Blitz Bureau
INDIA has emerged as a global leader in conducting court hearing through Video Conferencing. The District & Subordinate courts heard 2,48,21,789 cases while the High Courts heard 90,21,629 cases till October 31, 2024 using video conferencing system. The Supreme Court of India held 7,54,443 hearings from March 23, 2020 to June 4, 2024 through video conferencing.
Live Streaming of court proceedings has been started in the High Courts of Gujarat, Gauhati, Orissa, Karnataka, Jharkhand, Patna, Madhya Pradesh, Uttarakhand, Calcutta and the Supreme Court of India, thus allowing media and other interested persons to join the proceedings.

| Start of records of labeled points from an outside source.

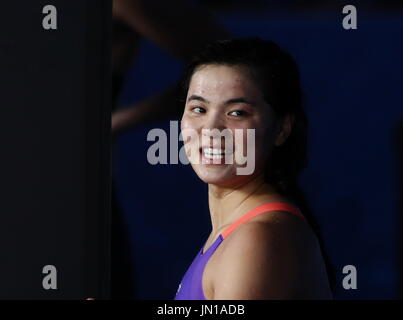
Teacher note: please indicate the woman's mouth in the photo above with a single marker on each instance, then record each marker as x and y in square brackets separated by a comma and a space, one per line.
[212, 155]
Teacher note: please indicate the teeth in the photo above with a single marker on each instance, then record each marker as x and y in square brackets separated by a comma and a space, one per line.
[213, 156]
[213, 151]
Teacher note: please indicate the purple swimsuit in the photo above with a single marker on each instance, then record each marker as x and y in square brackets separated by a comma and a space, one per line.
[191, 287]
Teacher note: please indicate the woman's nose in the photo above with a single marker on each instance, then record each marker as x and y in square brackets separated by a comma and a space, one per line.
[214, 121]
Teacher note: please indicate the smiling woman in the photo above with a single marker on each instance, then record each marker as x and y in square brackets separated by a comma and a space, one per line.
[261, 246]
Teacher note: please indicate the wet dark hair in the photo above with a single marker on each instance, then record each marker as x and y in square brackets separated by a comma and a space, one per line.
[277, 76]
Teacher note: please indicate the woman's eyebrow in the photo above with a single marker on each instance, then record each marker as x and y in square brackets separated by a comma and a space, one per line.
[228, 102]
[239, 100]
[196, 97]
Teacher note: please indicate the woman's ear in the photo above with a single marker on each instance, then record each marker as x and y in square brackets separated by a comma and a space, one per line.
[284, 130]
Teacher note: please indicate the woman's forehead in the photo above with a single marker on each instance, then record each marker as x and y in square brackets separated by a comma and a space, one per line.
[222, 81]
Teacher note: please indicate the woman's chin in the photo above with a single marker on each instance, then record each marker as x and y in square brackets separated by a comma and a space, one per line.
[224, 177]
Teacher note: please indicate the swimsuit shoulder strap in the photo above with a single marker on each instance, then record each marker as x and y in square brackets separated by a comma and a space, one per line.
[267, 207]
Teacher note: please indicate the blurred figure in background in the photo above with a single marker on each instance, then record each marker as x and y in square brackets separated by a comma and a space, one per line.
[179, 28]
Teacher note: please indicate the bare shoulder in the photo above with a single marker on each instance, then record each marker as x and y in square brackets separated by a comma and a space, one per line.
[275, 256]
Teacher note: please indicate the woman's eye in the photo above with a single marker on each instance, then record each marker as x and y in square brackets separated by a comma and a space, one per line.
[198, 110]
[237, 113]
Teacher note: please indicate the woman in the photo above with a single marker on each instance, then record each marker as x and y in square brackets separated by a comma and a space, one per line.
[260, 246]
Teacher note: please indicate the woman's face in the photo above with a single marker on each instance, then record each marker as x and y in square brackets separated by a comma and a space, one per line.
[226, 97]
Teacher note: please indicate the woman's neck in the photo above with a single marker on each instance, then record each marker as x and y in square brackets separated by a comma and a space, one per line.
[229, 204]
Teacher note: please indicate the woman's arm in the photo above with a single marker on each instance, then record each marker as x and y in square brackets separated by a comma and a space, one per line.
[278, 259]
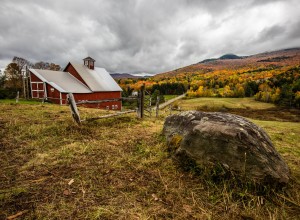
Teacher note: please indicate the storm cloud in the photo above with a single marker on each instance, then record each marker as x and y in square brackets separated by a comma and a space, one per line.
[144, 36]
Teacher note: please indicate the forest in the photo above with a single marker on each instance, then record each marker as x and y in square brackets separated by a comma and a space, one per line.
[270, 77]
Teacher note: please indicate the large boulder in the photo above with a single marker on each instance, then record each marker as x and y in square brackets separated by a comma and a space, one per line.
[238, 145]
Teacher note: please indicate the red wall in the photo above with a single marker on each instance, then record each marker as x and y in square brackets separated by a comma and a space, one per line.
[36, 86]
[54, 96]
[116, 105]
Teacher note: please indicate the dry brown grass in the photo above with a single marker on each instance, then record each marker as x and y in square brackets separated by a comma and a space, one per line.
[119, 168]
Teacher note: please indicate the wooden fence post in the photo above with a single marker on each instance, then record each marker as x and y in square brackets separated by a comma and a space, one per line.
[157, 105]
[17, 98]
[141, 102]
[73, 107]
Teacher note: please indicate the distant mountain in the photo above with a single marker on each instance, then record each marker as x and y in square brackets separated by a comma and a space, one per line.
[231, 62]
[124, 76]
[229, 57]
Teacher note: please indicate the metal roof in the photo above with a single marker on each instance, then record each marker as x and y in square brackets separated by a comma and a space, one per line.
[98, 80]
[62, 81]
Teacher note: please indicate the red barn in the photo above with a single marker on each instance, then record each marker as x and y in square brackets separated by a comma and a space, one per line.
[85, 81]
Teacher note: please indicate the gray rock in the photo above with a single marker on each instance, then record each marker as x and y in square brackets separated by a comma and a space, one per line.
[211, 138]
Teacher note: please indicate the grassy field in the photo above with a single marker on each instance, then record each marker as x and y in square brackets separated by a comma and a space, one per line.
[119, 168]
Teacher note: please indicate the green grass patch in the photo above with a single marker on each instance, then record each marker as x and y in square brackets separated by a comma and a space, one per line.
[119, 168]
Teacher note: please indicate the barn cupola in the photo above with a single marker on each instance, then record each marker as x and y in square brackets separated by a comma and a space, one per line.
[89, 62]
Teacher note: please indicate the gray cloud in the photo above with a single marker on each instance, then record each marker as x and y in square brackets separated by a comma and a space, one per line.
[140, 35]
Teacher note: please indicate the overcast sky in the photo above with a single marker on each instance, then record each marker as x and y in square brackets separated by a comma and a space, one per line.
[150, 36]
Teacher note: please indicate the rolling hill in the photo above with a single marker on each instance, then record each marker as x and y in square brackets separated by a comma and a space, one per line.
[231, 62]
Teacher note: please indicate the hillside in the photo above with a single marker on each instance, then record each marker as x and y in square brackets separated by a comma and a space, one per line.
[53, 169]
[123, 76]
[275, 59]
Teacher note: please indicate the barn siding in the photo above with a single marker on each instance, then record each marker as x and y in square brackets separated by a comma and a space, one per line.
[54, 96]
[37, 86]
[116, 105]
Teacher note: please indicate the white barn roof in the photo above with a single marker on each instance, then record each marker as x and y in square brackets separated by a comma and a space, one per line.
[62, 81]
[98, 80]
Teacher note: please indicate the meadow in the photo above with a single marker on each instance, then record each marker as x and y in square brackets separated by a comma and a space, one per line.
[120, 168]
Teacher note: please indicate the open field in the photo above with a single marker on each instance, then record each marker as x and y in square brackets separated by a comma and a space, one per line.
[119, 168]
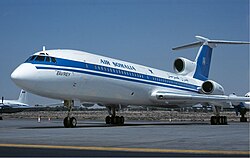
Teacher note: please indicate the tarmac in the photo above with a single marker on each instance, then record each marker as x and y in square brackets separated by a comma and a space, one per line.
[28, 137]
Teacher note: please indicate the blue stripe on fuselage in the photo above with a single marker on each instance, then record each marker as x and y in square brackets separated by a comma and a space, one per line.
[133, 76]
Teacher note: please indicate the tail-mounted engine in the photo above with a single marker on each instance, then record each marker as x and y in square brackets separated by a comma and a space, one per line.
[184, 66]
[211, 87]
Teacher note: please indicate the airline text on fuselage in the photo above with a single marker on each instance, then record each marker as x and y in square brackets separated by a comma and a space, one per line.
[117, 64]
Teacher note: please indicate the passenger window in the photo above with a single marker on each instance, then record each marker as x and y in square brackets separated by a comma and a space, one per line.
[53, 59]
[47, 59]
[40, 58]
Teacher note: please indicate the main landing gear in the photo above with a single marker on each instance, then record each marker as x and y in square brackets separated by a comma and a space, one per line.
[69, 122]
[243, 111]
[112, 118]
[217, 119]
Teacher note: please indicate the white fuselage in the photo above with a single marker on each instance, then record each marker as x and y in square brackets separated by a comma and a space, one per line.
[87, 77]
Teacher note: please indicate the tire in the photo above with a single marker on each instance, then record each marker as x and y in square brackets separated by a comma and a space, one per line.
[108, 120]
[243, 119]
[73, 122]
[213, 120]
[122, 120]
[66, 122]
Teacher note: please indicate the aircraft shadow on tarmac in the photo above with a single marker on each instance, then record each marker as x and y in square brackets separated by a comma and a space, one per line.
[94, 125]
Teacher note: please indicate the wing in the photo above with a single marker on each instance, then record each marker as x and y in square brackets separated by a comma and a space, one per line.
[197, 98]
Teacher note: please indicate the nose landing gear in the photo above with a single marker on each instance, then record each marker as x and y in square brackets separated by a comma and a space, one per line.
[69, 122]
[112, 118]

Virtual Courts in 21 states/UTs have been operationalised to handle traffic challan cases. Over six crore cases have been handled by these virtual courts and in more than 62 lakhs cases, online fine of more than Rs 649.81 crore has been realised till October 2024.
E-filing system (version 3.0) has been rolled out with upgraded features for lawyers to access and upload documents related to the cases from any location 24X7. The system requires the option for electronic payment of fees which includes court fees, fines and penalties which are directly payable to the Consolidated Fund.
To bridge the digital divide, 1394 eSewa Kendras (facilitation centres) in District Courts and 36 eSewa Kendras in High Courts have been rolled out to provide citizen-centric services to lawyers and litigants. It also assists the litigants in accessing online e-Courts services and acts as a saviour for those who cannot afford the technology or are located in far-flung areas. It also aids to addresses the challenges caused by illiteracy among citizens at large. The National Service and Tracking of Electronic Processes (NSTEP) has been launched for technology-enabled process serving and issuing of summons. It has currently been implemented in 28 states/ UTs.
Game-changing phase
E-Courts Phase III (2023-2027) was approved by the Union Cabinet in September 2023 at an outlay of Rs 7,210 crore, which is over four times the funding for Phase-II. The project envisages various new digital initiatives such as establishment of digital and paperless courts that aim to bring court proceedings under a digital format, digitisation of court records, expansion of video conferencing facilities to courts, jails and hospitals, scope of online courts beyond adjudication of traffic violations, saturation of all court complexes with eSewa kendras, state-of-the-art and latest Cloudbased data repository for easy retrieval and supporting the digitised court records, software applications, live streaming, and electronic evidence etc., use of emerging technologies like Artificial Intelligence and its subsets like Optical Character Recognition (OCR) etc.
for analysis of case pendency and forecasting future litigation, etc. Thus, the efforts of the Government of integrating technology with the governance may prove to be a game-changer in e-Courts Phase-III, ensuring ease-of-justice by making the court experience convenient, inexpensive and hassle-free to all the citizens of the country.